Ongoing Research Funded by DHF

How to Optimize Control of Acid Reflux to Reduce the Risk of Cancers in Barrett’s Esophagus

2018  | Disease: Barrett’s EsophagusEsophageal Diseases

Principal Researcher: Sri Komanduri, MD

Co-Principal Researcher: Joseph Triggs MD, PhD | Co-Principal Researcher: Guang-Yu Yang, MD, PhD | 

Barrett’s Esophagus (BE) occurs when damaging acid reflux causes the lining of the esophagus to change from normal to pre-cancerous tissue. Although BE can be effectively treated with acid-blocking medications, some patients with more advanced disease often require endoscopic therapy to remove the abnormal tissue. While many experience successful outcomes with this treatment option, some 5 to 25 percent will redevelop the disease; recurrence puts patients at increasing high risk for esophageal cancer or adenocarcinoma. With a five-year survival rate of about 20 percent, this deadly cancer has increased by a factor of more than seven in the past 40 years. Many risk factors contribute to BE, including gender, with men are at higher risk than women; chronic heartburn and acid reflux, especially before age 30; and smoking.
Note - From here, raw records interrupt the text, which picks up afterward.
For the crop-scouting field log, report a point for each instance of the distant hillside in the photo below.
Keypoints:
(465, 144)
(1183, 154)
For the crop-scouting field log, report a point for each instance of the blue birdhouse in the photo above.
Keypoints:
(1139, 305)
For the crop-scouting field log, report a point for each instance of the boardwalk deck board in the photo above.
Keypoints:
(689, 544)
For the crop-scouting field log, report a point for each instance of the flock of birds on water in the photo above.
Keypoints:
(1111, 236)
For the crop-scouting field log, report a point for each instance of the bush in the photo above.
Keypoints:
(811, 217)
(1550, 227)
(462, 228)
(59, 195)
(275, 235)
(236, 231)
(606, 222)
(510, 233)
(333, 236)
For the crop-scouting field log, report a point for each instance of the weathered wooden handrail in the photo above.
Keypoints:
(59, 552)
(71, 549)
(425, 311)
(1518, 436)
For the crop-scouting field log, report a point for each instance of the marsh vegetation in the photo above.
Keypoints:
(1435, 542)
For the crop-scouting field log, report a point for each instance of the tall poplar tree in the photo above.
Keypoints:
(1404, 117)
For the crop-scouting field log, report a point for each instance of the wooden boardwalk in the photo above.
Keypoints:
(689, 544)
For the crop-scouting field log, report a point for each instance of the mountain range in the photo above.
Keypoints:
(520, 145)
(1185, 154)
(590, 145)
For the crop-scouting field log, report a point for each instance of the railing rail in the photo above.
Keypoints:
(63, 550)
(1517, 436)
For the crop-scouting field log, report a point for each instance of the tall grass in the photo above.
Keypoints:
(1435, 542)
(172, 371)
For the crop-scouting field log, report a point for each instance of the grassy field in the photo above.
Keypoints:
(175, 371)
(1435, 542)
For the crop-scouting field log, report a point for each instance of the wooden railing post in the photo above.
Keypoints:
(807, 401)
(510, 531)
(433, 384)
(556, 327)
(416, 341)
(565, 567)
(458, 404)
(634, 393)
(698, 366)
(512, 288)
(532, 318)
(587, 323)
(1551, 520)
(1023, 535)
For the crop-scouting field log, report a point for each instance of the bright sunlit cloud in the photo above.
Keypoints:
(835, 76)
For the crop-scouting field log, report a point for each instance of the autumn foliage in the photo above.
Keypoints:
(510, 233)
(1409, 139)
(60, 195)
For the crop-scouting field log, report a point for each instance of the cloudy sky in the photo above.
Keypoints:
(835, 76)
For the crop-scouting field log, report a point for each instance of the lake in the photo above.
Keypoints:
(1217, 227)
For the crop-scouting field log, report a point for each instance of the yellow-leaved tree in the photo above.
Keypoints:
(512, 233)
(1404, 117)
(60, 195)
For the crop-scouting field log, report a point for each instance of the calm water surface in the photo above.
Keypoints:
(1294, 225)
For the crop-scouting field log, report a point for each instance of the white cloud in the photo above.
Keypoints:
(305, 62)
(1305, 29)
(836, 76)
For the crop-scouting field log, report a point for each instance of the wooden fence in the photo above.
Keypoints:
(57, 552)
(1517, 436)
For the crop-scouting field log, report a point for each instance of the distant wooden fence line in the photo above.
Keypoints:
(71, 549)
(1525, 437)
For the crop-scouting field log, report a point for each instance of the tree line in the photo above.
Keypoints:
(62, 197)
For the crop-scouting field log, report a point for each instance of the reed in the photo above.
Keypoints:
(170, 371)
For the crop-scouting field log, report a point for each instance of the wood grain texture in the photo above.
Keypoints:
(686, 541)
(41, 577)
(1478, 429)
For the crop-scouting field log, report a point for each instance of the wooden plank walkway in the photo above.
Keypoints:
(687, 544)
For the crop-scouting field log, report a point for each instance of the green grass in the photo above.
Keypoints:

Interesting, the disorder has developed with increasing frequency in non-smoking young men between the ages of 20 to 45.

Sri Komanduri, MD, Director of Interventional Endoscopy at Northwestern Medicine and his research team previously found that persistent acid reflux in patients who have undergone endoscopic therapy likely causes recurrent BE. Currently, these patients must undergo placement of an uncomfortable transnasal catheter over a 24-hour period to assess and measure persistent acid reflux. This testing helps gastroenterology specialists to determine the best treatment options: a combination of medications and endoscopic treatment or perhaps a referral for surgery. Due to costs and patient intolerance, though, this type of reflux testing has proven to be impractical.

Studies of patients without endoscopically-treated BE have suggested consistent changes in the lining of esophageal biopsy samples, which strongly indicate uncontrolled acid reflux. Extrapolating from this observation, Dr. Komanduri and colleagues hope to see if such changes occur in a different patient population:  individuals who have had endoscopic therapy for BE. Thanks to a grant from the Digestive Health Foundation, the investigators will study tissue samples already collected during routine surveillance endoscopies. They plan to look for tissue markers to indicate which BE patients, who have undergone endoscopic treatment for their disease, are at high risk of developing cancer.

Improving cancer detection in this way could allow for earlier intervention for this highly treatable but potentially fatal disease. The introduction of less-invasive reflux testing after endoscopic therapy for BE could significantly optimize outcomes and save many more lives. This novel method would allow patients and providers to make more informed decisions about treatment options and risk recurrence and limit the use of costly and unpleasant procedures that today deter many patients.